Il leghista Pillon difende l'estremista olandese che promette "cure" per omosessualità e tumori

È evidente che il leghista Simone Pillon sia uno tra i più feroci omofobi dell'estrema destra neocatecumenale, ma è ormai noioso trovarlo a lamentarsi di chi no n può delinquere usando Gesù come legittimazione all'odio.
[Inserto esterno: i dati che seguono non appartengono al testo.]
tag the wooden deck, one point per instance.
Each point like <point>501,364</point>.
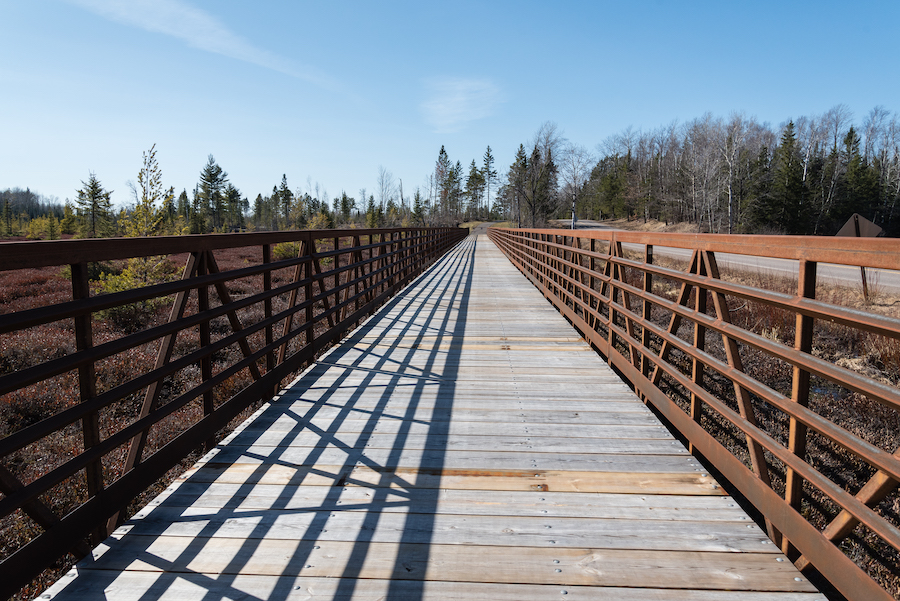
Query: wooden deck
<point>464,443</point>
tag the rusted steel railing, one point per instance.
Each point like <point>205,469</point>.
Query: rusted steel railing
<point>268,318</point>
<point>672,330</point>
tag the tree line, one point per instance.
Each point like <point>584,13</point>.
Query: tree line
<point>734,175</point>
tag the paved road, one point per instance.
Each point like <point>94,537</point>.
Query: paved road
<point>879,280</point>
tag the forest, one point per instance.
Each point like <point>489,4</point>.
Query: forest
<point>723,175</point>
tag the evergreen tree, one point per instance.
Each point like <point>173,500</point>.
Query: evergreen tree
<point>474,190</point>
<point>198,213</point>
<point>183,207</point>
<point>783,206</point>
<point>69,224</point>
<point>211,193</point>
<point>418,213</point>
<point>95,207</point>
<point>7,218</point>
<point>442,171</point>
<point>489,175</point>
<point>234,207</point>
<point>285,200</point>
<point>52,227</point>
<point>346,206</point>
<point>154,205</point>
<point>857,191</point>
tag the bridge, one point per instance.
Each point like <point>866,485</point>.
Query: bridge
<point>481,434</point>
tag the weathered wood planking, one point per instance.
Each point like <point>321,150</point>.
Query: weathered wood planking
<point>461,444</point>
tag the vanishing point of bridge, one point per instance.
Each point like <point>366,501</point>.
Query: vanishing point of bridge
<point>464,443</point>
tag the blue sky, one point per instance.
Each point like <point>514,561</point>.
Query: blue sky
<point>329,92</point>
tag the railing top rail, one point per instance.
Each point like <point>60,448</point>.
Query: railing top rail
<point>47,253</point>
<point>881,253</point>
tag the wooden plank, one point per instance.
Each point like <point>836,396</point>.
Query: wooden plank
<point>188,586</point>
<point>463,443</point>
<point>425,459</point>
<point>460,442</point>
<point>467,563</point>
<point>686,508</point>
<point>450,529</point>
<point>687,483</point>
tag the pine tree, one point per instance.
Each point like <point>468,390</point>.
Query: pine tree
<point>95,208</point>
<point>442,171</point>
<point>788,192</point>
<point>418,213</point>
<point>212,186</point>
<point>474,190</point>
<point>198,213</point>
<point>7,218</point>
<point>858,190</point>
<point>69,223</point>
<point>489,174</point>
<point>154,205</point>
<point>285,200</point>
<point>183,208</point>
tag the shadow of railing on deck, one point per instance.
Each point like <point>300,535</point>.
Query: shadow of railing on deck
<point>302,438</point>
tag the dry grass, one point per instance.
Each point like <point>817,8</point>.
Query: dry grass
<point>875,356</point>
<point>25,289</point>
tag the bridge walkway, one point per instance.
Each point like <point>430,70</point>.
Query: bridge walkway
<point>464,443</point>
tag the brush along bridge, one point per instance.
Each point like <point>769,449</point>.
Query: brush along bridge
<point>462,442</point>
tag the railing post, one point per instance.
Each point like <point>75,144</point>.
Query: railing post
<point>87,384</point>
<point>205,340</point>
<point>793,494</point>
<point>646,308</point>
<point>267,311</point>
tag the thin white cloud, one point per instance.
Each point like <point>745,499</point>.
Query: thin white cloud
<point>197,28</point>
<point>453,102</point>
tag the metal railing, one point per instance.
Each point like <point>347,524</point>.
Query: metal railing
<point>283,313</point>
<point>670,328</point>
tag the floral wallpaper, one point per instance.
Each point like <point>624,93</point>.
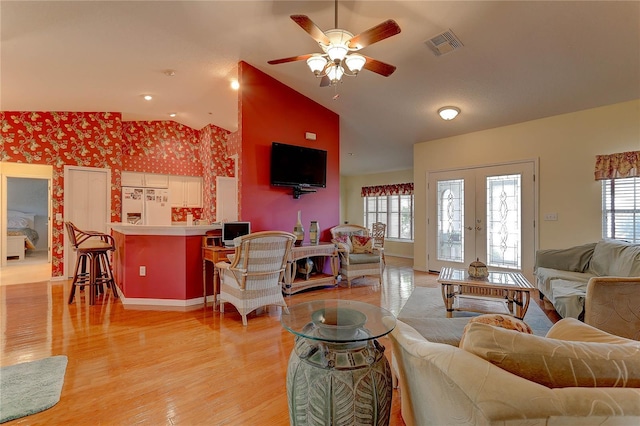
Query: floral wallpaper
<point>59,139</point>
<point>101,139</point>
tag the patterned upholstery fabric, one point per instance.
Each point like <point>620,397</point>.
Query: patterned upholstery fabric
<point>556,363</point>
<point>444,385</point>
<point>498,320</point>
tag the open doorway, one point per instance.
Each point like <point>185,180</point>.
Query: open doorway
<point>25,209</point>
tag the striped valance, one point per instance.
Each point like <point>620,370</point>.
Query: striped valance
<point>393,189</point>
<point>617,166</point>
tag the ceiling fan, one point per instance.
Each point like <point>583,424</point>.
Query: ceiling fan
<point>339,46</point>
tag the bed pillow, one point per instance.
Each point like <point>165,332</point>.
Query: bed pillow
<point>556,363</point>
<point>362,244</point>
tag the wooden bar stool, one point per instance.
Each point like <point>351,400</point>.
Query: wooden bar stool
<point>92,250</point>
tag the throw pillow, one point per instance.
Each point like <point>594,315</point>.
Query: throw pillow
<point>362,244</point>
<point>343,242</point>
<point>556,363</point>
<point>498,320</point>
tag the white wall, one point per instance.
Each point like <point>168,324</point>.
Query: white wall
<point>352,205</point>
<point>566,146</point>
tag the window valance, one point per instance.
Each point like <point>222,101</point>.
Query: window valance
<point>393,189</point>
<point>617,166</point>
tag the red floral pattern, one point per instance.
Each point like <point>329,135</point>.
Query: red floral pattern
<point>394,189</point>
<point>618,166</point>
<point>101,139</point>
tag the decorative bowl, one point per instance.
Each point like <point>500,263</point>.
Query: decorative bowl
<point>478,269</point>
<point>338,323</point>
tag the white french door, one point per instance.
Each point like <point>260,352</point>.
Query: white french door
<point>485,213</point>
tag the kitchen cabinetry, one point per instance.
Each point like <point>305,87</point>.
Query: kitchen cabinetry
<point>294,282</point>
<point>144,180</point>
<point>185,191</point>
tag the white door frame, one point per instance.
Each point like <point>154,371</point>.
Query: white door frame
<point>67,199</point>
<point>431,207</point>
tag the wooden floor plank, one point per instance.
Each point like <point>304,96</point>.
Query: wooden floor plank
<point>131,366</point>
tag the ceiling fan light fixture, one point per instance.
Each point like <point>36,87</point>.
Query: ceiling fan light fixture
<point>316,63</point>
<point>448,113</point>
<point>337,52</point>
<point>335,72</point>
<point>355,62</point>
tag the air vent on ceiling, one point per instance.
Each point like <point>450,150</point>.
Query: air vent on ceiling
<point>444,43</point>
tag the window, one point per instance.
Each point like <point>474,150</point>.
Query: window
<point>396,211</point>
<point>621,209</point>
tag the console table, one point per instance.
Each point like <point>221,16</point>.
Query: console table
<point>318,253</point>
<point>213,254</point>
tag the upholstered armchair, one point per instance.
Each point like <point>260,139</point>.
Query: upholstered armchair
<point>358,256</point>
<point>378,231</point>
<point>253,277</point>
<point>612,304</point>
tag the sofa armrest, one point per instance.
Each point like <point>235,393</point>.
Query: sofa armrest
<point>442,384</point>
<point>612,304</point>
<point>574,259</point>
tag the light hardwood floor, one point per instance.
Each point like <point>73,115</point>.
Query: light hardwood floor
<point>165,367</point>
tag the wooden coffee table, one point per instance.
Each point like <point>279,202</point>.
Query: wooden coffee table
<point>501,292</point>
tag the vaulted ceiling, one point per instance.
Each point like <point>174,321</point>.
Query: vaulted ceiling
<point>520,61</point>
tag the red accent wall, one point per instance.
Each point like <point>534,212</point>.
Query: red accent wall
<point>272,112</point>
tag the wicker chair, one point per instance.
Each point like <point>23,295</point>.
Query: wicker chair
<point>253,277</point>
<point>378,231</point>
<point>355,265</point>
<point>612,304</point>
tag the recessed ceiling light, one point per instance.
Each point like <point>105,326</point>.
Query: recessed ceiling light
<point>448,113</point>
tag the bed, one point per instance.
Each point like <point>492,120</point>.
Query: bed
<point>21,233</point>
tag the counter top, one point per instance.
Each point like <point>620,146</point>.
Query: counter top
<point>177,230</point>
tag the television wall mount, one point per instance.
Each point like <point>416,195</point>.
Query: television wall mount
<point>299,190</point>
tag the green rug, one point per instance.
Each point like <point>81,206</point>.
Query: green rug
<point>31,387</point>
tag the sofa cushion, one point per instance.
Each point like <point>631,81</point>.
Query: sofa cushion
<point>574,259</point>
<point>556,363</point>
<point>498,320</point>
<point>571,329</point>
<point>615,259</point>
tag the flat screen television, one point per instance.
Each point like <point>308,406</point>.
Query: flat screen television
<point>231,230</point>
<point>298,166</point>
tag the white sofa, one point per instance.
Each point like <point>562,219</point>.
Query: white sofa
<point>441,384</point>
<point>562,275</point>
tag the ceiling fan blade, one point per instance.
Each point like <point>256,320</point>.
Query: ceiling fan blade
<point>312,29</point>
<point>374,34</point>
<point>379,67</point>
<point>325,81</point>
<point>291,59</point>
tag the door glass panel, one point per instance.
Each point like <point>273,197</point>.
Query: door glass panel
<point>450,220</point>
<point>504,221</point>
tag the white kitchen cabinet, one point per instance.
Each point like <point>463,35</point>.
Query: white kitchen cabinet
<point>144,180</point>
<point>185,191</point>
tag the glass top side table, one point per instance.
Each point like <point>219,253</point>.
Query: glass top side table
<point>337,372</point>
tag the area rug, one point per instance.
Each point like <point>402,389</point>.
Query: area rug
<point>31,387</point>
<point>424,311</point>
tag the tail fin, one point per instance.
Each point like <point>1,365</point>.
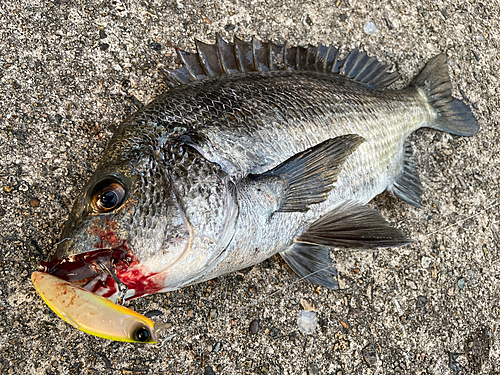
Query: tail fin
<point>453,115</point>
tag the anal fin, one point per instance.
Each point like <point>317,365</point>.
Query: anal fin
<point>313,263</point>
<point>309,175</point>
<point>353,225</point>
<point>407,185</point>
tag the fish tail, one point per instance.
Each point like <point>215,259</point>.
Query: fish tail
<point>453,115</point>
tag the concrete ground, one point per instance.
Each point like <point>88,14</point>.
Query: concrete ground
<point>432,307</point>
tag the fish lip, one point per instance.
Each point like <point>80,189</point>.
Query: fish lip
<point>82,269</point>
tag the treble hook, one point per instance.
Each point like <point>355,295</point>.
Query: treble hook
<point>122,288</point>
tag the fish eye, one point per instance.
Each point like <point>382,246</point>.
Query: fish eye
<point>107,196</point>
<point>142,334</point>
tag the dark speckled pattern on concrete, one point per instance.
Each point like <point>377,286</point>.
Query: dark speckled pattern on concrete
<point>431,307</point>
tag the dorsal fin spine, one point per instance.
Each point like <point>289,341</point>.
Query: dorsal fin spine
<point>221,55</point>
<point>222,58</point>
<point>186,65</point>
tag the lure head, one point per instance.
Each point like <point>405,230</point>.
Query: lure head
<point>91,313</point>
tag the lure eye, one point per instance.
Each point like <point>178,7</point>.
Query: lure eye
<point>107,195</point>
<point>142,334</point>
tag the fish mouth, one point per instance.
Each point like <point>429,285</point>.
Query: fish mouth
<point>95,271</point>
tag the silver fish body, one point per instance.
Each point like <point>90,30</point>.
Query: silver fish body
<point>224,171</point>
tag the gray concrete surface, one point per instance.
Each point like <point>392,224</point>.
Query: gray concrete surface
<point>431,307</point>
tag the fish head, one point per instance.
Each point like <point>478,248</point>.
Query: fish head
<point>121,222</point>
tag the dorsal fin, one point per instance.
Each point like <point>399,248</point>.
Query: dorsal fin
<point>223,58</point>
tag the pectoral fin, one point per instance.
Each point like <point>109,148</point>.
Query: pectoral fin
<point>313,263</point>
<point>353,225</point>
<point>309,175</point>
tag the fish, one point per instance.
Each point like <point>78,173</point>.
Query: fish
<point>256,149</point>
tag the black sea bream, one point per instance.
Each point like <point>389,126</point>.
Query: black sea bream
<point>257,149</point>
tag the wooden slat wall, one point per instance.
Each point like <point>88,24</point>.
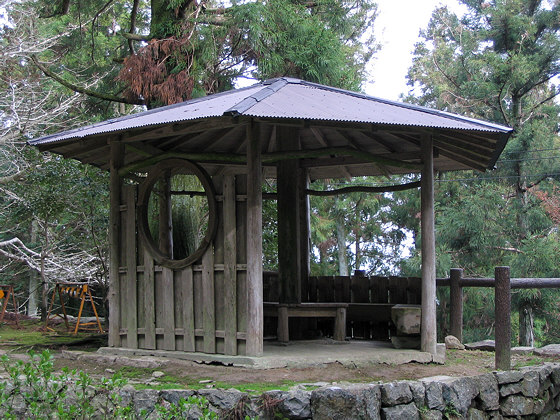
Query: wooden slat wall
<point>202,307</point>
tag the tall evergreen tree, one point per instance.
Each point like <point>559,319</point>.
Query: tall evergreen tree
<point>498,62</point>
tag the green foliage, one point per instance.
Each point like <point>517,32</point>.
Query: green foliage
<point>43,393</point>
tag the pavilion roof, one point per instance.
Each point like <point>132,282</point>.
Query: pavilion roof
<point>351,127</point>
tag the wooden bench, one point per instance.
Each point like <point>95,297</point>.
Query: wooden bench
<point>283,311</point>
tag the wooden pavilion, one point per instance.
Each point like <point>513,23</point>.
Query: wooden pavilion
<point>210,299</point>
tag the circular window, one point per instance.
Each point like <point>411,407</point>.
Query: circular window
<point>177,212</point>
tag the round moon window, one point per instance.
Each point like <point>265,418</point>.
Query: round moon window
<point>177,212</point>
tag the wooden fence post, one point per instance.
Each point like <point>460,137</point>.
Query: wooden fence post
<point>503,318</point>
<point>456,303</point>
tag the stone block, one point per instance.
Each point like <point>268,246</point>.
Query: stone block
<point>295,404</point>
<point>517,405</point>
<point>399,412</point>
<point>460,392</point>
<point>488,393</point>
<point>407,318</point>
<point>395,393</point>
<point>333,403</point>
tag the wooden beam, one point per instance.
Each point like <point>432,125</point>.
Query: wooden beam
<point>358,188</point>
<point>116,157</point>
<point>428,336</point>
<point>289,271</point>
<point>254,343</point>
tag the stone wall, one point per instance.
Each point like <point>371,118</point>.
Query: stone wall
<point>531,392</point>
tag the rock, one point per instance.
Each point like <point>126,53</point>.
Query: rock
<point>434,394</point>
<point>474,414</point>
<point>293,404</point>
<point>360,401</point>
<point>508,376</point>
<point>173,396</point>
<point>395,393</point>
<point>460,392</point>
<point>517,405</point>
<point>399,412</point>
<point>528,386</point>
<point>431,415</point>
<point>418,393</point>
<point>406,318</point>
<point>486,345</point>
<point>488,393</point>
<point>549,350</point>
<point>452,342</point>
<point>223,399</point>
<point>405,342</point>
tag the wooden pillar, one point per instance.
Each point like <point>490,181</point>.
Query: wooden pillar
<point>456,303</point>
<point>502,318</point>
<point>289,263</point>
<point>304,233</point>
<point>254,244</point>
<point>165,217</point>
<point>428,339</point>
<point>116,158</point>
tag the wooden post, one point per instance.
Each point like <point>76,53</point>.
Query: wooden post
<point>304,233</point>
<point>165,217</point>
<point>503,318</point>
<point>289,263</point>
<point>428,336</point>
<point>456,303</point>
<point>254,343</point>
<point>114,242</point>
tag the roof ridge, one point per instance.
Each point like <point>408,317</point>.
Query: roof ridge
<point>269,87</point>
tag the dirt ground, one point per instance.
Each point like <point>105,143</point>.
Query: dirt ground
<point>172,373</point>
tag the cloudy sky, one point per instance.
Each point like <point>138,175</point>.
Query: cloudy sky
<point>397,28</point>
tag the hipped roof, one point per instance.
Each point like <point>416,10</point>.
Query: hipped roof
<point>360,134</point>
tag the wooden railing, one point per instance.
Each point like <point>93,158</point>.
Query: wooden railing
<point>369,300</point>
<point>502,284</point>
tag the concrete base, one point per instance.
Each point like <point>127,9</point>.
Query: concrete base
<point>300,354</point>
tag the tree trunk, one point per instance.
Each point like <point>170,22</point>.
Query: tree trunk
<point>341,240</point>
<point>526,336</point>
<point>34,283</point>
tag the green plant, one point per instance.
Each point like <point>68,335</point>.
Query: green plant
<point>35,391</point>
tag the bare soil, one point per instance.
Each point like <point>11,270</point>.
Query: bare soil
<point>16,342</point>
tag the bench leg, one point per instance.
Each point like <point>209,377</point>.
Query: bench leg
<point>340,324</point>
<point>283,329</point>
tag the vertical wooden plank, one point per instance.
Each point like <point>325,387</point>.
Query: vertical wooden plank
<point>131,275</point>
<point>187,287</point>
<point>428,338</point>
<point>230,269</point>
<point>149,302</point>
<point>502,317</point>
<point>305,233</point>
<point>313,289</point>
<point>168,310</point>
<point>289,256</point>
<point>255,320</point>
<point>114,243</point>
<point>456,303</point>
<point>208,302</point>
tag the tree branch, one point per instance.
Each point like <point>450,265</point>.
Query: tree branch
<point>79,89</point>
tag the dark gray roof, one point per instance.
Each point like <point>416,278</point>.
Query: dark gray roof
<point>327,117</point>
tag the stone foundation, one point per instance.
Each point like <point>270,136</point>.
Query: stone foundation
<point>528,393</point>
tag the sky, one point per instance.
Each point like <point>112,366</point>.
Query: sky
<point>396,28</point>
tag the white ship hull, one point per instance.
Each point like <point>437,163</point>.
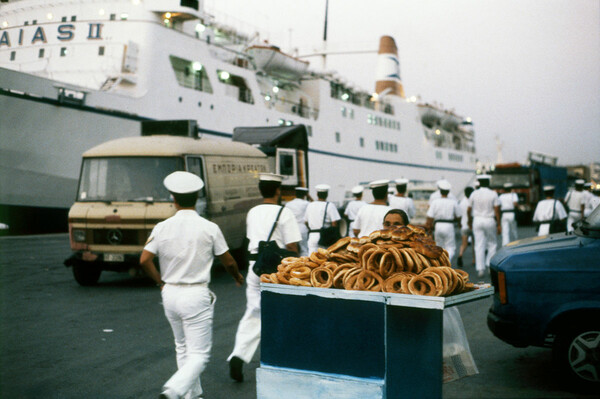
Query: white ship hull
<point>43,138</point>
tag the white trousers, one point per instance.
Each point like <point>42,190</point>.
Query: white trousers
<point>444,236</point>
<point>304,241</point>
<point>189,309</point>
<point>247,337</point>
<point>509,227</point>
<point>484,234</point>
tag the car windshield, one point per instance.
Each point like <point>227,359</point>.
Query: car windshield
<point>126,178</point>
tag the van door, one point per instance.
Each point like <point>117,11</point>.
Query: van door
<point>194,164</point>
<point>286,164</point>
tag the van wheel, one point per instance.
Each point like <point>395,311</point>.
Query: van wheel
<point>576,353</point>
<point>86,274</point>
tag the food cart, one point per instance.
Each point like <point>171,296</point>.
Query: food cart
<point>331,343</point>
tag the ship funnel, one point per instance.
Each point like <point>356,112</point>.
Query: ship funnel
<point>388,68</point>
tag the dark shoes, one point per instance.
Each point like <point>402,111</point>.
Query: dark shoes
<point>235,369</point>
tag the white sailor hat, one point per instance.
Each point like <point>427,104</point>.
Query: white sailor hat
<point>270,177</point>
<point>379,183</point>
<point>183,183</point>
<point>444,185</point>
<point>357,189</point>
<point>322,188</point>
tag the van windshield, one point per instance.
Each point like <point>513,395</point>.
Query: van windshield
<point>126,178</point>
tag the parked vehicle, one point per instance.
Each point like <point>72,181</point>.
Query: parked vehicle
<point>547,294</point>
<point>121,196</point>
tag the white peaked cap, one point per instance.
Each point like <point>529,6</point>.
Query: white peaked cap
<point>270,177</point>
<point>183,183</point>
<point>444,185</point>
<point>379,183</point>
<point>357,189</point>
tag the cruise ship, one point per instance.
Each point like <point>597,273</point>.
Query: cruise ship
<point>76,73</point>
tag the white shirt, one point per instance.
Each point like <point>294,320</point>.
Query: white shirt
<point>298,208</point>
<point>507,201</point>
<point>370,218</point>
<point>482,202</point>
<point>574,200</point>
<point>260,220</point>
<point>186,244</point>
<point>543,211</point>
<point>437,194</point>
<point>315,212</point>
<point>404,203</point>
<point>444,209</point>
<point>353,207</point>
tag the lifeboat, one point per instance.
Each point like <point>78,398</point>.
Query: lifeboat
<point>272,61</point>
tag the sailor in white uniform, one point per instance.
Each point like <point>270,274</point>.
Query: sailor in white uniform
<point>484,220</point>
<point>508,204</point>
<point>443,212</point>
<point>400,200</point>
<point>575,202</point>
<point>370,217</point>
<point>547,210</point>
<point>320,214</point>
<point>436,194</point>
<point>298,207</point>
<point>353,207</point>
<point>186,245</point>
<point>259,223</point>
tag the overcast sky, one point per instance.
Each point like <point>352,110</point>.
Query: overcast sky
<point>527,72</point>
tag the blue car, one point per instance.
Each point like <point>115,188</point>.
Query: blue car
<point>547,294</point>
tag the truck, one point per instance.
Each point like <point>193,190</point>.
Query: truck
<point>528,182</point>
<point>121,197</point>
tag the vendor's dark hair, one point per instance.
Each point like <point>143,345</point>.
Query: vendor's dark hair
<point>400,212</point>
<point>186,200</point>
<point>380,192</point>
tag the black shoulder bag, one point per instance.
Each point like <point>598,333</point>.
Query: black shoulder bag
<point>269,254</point>
<point>329,235</point>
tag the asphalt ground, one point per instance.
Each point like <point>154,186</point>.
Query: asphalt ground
<point>61,340</point>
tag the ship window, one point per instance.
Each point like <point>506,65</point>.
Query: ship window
<point>191,74</point>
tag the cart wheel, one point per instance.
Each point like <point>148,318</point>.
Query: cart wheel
<point>577,354</point>
<point>86,274</point>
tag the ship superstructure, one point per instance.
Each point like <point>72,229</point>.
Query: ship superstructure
<point>74,74</point>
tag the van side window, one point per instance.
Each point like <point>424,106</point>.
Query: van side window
<point>194,165</point>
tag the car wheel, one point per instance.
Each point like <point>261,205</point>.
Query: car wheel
<point>86,275</point>
<point>577,354</point>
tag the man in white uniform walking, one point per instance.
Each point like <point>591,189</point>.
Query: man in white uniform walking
<point>400,200</point>
<point>484,220</point>
<point>186,244</point>
<point>320,214</point>
<point>259,222</point>
<point>575,202</point>
<point>443,212</point>
<point>370,217</point>
<point>508,204</point>
<point>547,210</point>
<point>353,207</point>
<point>298,207</point>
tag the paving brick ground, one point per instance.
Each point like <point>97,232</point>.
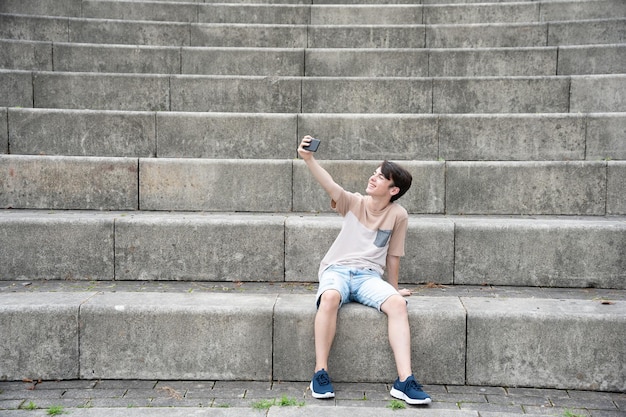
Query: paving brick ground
<point>245,396</point>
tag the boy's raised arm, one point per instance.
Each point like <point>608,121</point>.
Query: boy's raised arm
<point>322,176</point>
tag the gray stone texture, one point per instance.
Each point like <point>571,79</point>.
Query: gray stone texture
<point>366,36</point>
<point>118,59</point>
<point>25,55</point>
<point>587,32</point>
<point>128,32</point>
<point>486,35</point>
<point>547,188</point>
<point>379,62</point>
<point>101,91</point>
<point>361,349</point>
<point>616,187</point>
<point>70,183</point>
<point>606,136</point>
<point>82,133</point>
<point>215,336</point>
<point>40,335</point>
<point>226,135</point>
<point>426,195</point>
<point>492,62</point>
<point>372,136</point>
<point>193,247</point>
<point>501,95</point>
<point>16,89</point>
<point>4,131</point>
<point>243,61</point>
<point>63,245</point>
<point>367,95</point>
<point>235,94</point>
<point>215,185</point>
<point>524,137</point>
<point>546,343</point>
<point>36,28</point>
<point>540,253</point>
<point>599,94</point>
<point>592,59</point>
<point>259,36</point>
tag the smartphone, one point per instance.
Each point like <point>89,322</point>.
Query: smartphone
<point>315,143</point>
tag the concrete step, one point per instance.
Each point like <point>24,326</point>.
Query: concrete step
<point>343,62</point>
<point>323,14</point>
<point>164,184</point>
<point>539,251</point>
<point>153,92</point>
<point>108,31</point>
<point>521,137</point>
<point>486,339</point>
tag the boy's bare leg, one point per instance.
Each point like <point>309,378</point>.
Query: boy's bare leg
<point>399,333</point>
<point>325,327</point>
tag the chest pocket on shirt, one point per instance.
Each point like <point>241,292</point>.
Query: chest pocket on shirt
<point>382,237</point>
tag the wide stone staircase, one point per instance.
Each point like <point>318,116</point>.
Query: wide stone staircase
<point>157,224</point>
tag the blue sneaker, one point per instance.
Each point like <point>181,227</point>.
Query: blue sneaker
<point>410,391</point>
<point>321,386</point>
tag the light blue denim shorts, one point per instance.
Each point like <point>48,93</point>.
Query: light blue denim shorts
<point>364,286</point>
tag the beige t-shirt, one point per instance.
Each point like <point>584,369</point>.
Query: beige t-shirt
<point>366,237</point>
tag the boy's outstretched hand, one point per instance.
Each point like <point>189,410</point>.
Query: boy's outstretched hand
<point>304,154</point>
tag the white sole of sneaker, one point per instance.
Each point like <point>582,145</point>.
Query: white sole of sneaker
<point>402,396</point>
<point>320,396</point>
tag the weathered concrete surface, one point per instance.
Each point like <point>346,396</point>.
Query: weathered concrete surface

In quel clima da Ventennio in cui l'unica differenza fra leghisti e nazisti pare essere il fatto che i primi odiano i mussulmani anziché gli ebri, è insultando la libertà religiosa che l'ex senatore leghista si lamenta di come un predicatore omofobo dovrà rispettare alla legge vigente anche se ha bestemmiato il nome di Dio come lasciapassare ai suoi crimini:

Simone Pillon si riferisce all'arresto del predicatore olandese Tom de Wal, leader di Frontrunners Ministries. Il suo eroe è un estremista noto per promuovere fantomatiche "terapie di conversione" che pretendono di "curare" l'omosessualità, oltre a malattie come il cancro e l'autismo, attraverso preghiere e guarigioni di fede.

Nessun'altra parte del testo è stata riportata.